- VCD cover
- Genre: Epic, Clay animation
- Based on: Shahnameh
- Written by: Fereydun Daneshmand
- Directed by: Hossein MoradiZadeh
- Music by: Behzad Abdi
- Country of origin: Iran
- Original language: Persian
- No. of episodes: 3 near 100-minute films

Production
- Producer: Saba Animation Center

Original release
- Network: IRIB TV1

= The Legend of Mardoush =

The Legend of Mardoush (افسانه ماردوش), is a long animated Persian trilogy based on the mythical stories of Shahnameh.
The metaphor mardoush, literally meaning snake-shoulder, refers to Zahhak, as two snakes grew on his shoulders after they were kissed by Ahriman.
The production of this movie started in 2002 and finished in 2005 and it is one of the longest clay animation projects done in Iran.

== Episodes ==
=== Cup of Divination ===
The first episode starts with a short review of history from the beginning, up to when Jamshid becomes the king.
As he sees strange problems are emerging in his kingdom, he consults Shahrasb, an old, wise, and well-known priest among the Katouzians living in the Alborz mountains.
Shahrasb reveals that Ahriman was the cause of those problems and suggests him to capture the cup of divination, currently possessed by Ahriman, so that Ahriman cannot use it anymore.
The episode is mainly about Jamshid and his 6 fellows looking for the cup.
The episode ends when Jamshid successfully returns with the cup and founds Nowruz.

=== Azhi Dehak ===
In the second episode, Jamshid, little by little, becomes merciless and proud of himself. Against the warning of his friends, he frees the deevs imprisoned by his father in Alborz mountains to use their force in building castles. Concurrently, the movie shows how Zahhak kills his father and becomes the "mardoush". The two characters finally confront, Jamshid loses the battle and escapes. Zahhak captures the whole Iran, and kills many people. The episode ends when he dreams Fereydun as the person who is going to take him down. Finding the meaning of his dream, he orders to kill all newborn boys.

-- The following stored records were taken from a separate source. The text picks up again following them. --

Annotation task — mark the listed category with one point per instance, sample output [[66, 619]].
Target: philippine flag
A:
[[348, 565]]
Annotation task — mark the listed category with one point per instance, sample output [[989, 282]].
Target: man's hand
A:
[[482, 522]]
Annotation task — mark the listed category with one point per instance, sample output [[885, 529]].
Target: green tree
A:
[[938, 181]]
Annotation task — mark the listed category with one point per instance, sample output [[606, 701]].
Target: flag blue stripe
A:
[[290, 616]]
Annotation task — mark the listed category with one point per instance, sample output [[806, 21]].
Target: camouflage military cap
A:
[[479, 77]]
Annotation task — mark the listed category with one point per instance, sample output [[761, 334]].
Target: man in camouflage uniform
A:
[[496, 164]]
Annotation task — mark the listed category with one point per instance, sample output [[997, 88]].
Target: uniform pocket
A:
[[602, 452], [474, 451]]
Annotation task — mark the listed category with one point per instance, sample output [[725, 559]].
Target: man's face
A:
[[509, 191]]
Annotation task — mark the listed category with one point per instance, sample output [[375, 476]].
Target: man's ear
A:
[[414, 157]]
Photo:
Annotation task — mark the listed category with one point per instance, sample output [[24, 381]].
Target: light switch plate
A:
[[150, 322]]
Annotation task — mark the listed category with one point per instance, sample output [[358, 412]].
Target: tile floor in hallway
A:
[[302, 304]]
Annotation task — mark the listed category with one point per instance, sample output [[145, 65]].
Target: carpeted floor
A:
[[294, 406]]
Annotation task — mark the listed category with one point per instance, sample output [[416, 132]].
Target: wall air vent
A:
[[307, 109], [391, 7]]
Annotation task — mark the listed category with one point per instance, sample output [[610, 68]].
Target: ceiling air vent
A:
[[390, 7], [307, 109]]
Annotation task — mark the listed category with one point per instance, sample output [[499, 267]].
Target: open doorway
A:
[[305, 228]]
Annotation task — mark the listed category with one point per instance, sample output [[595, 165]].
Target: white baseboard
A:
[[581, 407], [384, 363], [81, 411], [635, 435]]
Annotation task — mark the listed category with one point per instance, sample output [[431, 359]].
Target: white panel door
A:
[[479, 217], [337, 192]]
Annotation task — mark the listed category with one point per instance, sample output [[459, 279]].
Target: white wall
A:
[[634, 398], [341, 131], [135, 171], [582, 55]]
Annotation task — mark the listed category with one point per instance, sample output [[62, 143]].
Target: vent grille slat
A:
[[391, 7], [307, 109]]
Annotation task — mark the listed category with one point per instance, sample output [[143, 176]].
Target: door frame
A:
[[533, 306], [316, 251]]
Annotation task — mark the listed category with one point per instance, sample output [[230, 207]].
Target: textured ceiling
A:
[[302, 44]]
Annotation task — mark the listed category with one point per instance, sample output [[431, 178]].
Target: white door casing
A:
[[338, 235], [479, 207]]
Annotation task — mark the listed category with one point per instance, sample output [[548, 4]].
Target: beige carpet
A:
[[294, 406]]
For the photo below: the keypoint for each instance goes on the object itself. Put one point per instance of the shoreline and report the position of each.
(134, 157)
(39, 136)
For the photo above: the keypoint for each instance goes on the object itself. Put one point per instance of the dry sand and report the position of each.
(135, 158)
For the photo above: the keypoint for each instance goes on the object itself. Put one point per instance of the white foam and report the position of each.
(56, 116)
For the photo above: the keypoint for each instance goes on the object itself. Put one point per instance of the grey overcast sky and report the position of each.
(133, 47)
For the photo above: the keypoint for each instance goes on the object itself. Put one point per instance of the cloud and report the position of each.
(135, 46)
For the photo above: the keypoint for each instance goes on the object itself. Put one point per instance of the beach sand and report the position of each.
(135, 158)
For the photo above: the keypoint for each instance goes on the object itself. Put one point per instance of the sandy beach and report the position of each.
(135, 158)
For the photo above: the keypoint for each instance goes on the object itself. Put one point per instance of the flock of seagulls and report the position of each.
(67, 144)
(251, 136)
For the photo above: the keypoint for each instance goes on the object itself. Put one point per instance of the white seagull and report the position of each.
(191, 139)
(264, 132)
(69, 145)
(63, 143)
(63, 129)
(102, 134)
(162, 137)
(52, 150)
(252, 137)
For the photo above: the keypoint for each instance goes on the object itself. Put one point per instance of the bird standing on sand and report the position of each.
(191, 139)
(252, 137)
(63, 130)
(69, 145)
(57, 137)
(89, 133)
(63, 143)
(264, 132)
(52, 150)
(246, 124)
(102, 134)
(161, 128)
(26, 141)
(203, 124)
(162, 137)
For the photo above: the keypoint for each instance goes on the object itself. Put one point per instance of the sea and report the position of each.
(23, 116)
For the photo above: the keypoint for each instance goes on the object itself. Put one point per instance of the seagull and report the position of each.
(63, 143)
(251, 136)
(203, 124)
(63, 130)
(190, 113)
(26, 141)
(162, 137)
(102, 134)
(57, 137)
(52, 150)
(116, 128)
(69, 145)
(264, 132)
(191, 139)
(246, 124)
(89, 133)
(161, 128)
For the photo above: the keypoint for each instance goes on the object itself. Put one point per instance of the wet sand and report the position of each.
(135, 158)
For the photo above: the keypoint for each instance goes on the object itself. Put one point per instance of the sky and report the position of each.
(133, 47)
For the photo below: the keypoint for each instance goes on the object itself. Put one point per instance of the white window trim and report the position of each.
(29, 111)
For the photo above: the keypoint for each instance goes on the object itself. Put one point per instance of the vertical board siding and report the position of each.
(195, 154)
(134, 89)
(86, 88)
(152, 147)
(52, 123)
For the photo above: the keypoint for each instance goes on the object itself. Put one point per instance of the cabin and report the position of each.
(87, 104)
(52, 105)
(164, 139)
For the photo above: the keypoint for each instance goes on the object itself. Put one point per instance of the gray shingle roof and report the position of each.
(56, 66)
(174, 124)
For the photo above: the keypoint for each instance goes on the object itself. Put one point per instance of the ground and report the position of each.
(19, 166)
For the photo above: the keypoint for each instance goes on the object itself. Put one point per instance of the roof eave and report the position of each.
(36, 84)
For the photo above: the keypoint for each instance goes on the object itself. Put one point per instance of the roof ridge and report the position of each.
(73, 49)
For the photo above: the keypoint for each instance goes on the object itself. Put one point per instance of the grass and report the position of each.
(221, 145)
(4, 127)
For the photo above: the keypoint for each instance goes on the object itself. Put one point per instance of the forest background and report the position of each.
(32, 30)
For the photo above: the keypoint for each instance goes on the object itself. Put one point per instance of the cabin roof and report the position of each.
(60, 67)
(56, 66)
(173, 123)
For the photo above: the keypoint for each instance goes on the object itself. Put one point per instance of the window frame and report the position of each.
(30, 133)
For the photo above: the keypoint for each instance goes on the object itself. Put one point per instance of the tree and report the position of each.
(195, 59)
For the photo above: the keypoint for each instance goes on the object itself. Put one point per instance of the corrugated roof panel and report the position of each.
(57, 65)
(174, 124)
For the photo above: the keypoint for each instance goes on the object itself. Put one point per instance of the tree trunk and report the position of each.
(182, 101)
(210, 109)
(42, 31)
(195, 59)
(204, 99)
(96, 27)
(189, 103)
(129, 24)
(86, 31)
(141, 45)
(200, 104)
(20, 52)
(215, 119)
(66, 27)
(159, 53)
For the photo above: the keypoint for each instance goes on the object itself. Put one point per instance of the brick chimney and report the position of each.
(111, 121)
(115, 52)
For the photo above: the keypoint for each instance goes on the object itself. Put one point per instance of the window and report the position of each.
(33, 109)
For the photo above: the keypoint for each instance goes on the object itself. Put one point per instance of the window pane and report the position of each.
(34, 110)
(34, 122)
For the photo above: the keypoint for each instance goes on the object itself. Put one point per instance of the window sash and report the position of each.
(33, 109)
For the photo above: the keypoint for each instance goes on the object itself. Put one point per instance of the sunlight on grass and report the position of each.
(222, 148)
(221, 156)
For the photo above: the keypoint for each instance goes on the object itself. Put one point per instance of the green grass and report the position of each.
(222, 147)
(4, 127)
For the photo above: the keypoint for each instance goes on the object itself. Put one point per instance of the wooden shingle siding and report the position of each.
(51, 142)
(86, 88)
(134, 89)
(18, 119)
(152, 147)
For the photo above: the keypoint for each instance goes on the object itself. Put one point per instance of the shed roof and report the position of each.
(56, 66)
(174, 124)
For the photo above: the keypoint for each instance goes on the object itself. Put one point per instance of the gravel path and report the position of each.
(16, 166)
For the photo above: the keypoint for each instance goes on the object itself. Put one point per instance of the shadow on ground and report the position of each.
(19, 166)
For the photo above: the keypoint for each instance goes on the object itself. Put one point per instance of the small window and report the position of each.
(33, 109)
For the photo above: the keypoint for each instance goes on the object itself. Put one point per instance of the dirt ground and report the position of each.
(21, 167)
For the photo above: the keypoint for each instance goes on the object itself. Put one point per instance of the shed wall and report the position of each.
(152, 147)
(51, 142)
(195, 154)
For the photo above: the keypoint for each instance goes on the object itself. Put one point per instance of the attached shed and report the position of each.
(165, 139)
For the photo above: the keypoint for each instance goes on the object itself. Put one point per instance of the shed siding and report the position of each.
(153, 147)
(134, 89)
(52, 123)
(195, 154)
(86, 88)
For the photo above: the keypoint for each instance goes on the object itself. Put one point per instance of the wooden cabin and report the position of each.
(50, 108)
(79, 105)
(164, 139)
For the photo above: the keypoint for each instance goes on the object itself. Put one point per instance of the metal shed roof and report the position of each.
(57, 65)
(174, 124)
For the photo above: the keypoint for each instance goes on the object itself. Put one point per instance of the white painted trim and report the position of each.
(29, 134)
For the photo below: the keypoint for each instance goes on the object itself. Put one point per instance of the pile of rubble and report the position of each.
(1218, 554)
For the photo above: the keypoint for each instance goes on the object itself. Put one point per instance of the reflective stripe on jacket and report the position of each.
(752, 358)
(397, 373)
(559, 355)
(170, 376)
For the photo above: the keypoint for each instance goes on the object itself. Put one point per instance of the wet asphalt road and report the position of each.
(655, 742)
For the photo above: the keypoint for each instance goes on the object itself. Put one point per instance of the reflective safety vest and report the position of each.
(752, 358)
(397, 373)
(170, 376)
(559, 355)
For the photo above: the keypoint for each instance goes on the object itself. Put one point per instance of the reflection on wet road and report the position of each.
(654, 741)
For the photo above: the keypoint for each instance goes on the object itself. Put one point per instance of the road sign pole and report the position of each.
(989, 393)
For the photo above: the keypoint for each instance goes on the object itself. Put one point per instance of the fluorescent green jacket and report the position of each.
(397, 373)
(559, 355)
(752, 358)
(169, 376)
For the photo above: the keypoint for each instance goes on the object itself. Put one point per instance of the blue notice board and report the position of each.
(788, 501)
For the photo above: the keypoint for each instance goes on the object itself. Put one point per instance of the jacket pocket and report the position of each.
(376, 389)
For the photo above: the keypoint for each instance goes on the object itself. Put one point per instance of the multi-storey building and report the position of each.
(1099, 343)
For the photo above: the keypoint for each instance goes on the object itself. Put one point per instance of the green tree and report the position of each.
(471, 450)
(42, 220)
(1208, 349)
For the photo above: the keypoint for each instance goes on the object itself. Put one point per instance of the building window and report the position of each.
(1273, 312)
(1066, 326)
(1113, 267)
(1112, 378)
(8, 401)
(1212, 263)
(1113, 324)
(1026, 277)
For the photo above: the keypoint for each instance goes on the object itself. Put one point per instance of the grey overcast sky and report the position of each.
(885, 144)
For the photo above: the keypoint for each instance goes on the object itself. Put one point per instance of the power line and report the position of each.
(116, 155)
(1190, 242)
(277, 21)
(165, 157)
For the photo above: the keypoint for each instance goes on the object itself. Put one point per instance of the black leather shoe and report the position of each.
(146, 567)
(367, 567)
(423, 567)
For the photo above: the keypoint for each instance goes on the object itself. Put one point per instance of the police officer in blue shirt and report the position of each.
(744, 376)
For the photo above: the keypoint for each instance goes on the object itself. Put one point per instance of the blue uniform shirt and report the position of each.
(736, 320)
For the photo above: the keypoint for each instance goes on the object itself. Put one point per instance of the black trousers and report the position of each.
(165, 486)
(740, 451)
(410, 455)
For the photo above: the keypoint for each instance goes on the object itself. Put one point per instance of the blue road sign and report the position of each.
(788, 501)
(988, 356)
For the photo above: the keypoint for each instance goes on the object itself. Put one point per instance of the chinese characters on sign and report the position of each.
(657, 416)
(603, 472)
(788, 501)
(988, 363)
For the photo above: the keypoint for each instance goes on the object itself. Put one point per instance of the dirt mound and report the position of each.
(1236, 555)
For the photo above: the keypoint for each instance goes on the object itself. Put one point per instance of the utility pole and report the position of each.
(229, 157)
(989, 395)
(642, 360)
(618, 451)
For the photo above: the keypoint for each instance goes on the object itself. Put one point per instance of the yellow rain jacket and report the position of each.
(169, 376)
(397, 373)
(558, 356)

=== The Fight of Fereydun ===
The third episode starts with the birth of Fereydun. He is secretly brought up in a grove, until Zahhak finds out his location but fails to catch him. Faranak (Fereydun's mother) then brings the young boy to Alborz mountains and asks Shahrasb to take care of Fereydun and teach him. Fereydun finally becomes a strong and clever man. With a huge army, he joins Kaveh and revolts against Zahhak, defeats and arrests him in the Alborz Mountains.